AST nodes directly capture all semantically relevant aspects of the source code. In many regards the type hierarchy below org.eclipse.jdt.internal.compiler.ast.ASTNode corresponds to the standard approach in compiler construction.
Contents
Traversing the tree
- Three main compiler phases are implemented with explicit traversals below these methods of class CompilationUnitDeclaration:
- resolve()
- analyseCode()
- generateCode()
- For various smaller tasks the visitor pattern is used, see
- class
org.eclipse.jdt.internal.compiler.ASTVisitor - method ASTNode.traverse(ASTVisitor, BlockScope), plus variants for other scope types
- class
Special encodings
Throughout all AST classes, source positions are recorded as linear text indices.
- Fields sourceStart and sourceEnd typically hold the start and end of that region that should be highlighted if an error(/warning/info) has been detected concerning a given AST node.
- Complex nodes have more locations, like bodyStart, bodyEnd etc.

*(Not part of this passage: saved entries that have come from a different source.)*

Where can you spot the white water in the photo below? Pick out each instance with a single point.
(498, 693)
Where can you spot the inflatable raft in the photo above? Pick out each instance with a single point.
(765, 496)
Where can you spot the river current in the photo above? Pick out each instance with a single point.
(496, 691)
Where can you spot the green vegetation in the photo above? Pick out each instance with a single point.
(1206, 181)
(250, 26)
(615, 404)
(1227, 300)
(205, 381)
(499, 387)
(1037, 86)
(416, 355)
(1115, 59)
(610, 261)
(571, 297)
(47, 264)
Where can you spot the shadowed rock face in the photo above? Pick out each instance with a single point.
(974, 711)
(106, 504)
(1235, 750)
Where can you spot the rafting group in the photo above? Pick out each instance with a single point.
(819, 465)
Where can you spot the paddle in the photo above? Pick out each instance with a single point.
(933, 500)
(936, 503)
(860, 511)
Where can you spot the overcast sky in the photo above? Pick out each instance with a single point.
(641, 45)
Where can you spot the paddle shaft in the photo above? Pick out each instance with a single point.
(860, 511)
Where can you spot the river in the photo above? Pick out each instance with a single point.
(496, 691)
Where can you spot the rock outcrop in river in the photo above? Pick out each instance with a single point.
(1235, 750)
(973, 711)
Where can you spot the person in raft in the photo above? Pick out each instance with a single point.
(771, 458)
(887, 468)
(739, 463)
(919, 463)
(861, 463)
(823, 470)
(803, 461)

- In some cases, a pair of start & end position is encoded in a single long variable. This is used specifically where a list of positions is needed, like QualifiedTypeReference.sourcePositions (encoding the position of each text segment).
- To create the long value, use
(((long) start) << 32) + end - To extract the start position use
(int) (position>>>32) - To extract the end position use
(int) position
- To create the long value, use
The field ASTNode.bits is used as a bitset. Unfortunately the use of bits in this vector is quite crowded, some bits are used with different semantics in different kinds of nodes. See class ASTNode for constants and their terse documentation.
- Some flags are set right during parsing, like
IsDiamond - Other flags store information gathered throughout compilation.
- Bits in
ParenthesizedMASKencode the number of enclosing pairs of parentheses, so that no AST node ParenthesizedExpression is needed. - Flags
HasAllMethodBodies,HasBeenResolvedandHasBeenGeneratedremember whether a given compilation step has already been performed for this node.
Similar bitsets are TypeBinding.tagBits and ReferenceBinding.typeBits, see Bindings.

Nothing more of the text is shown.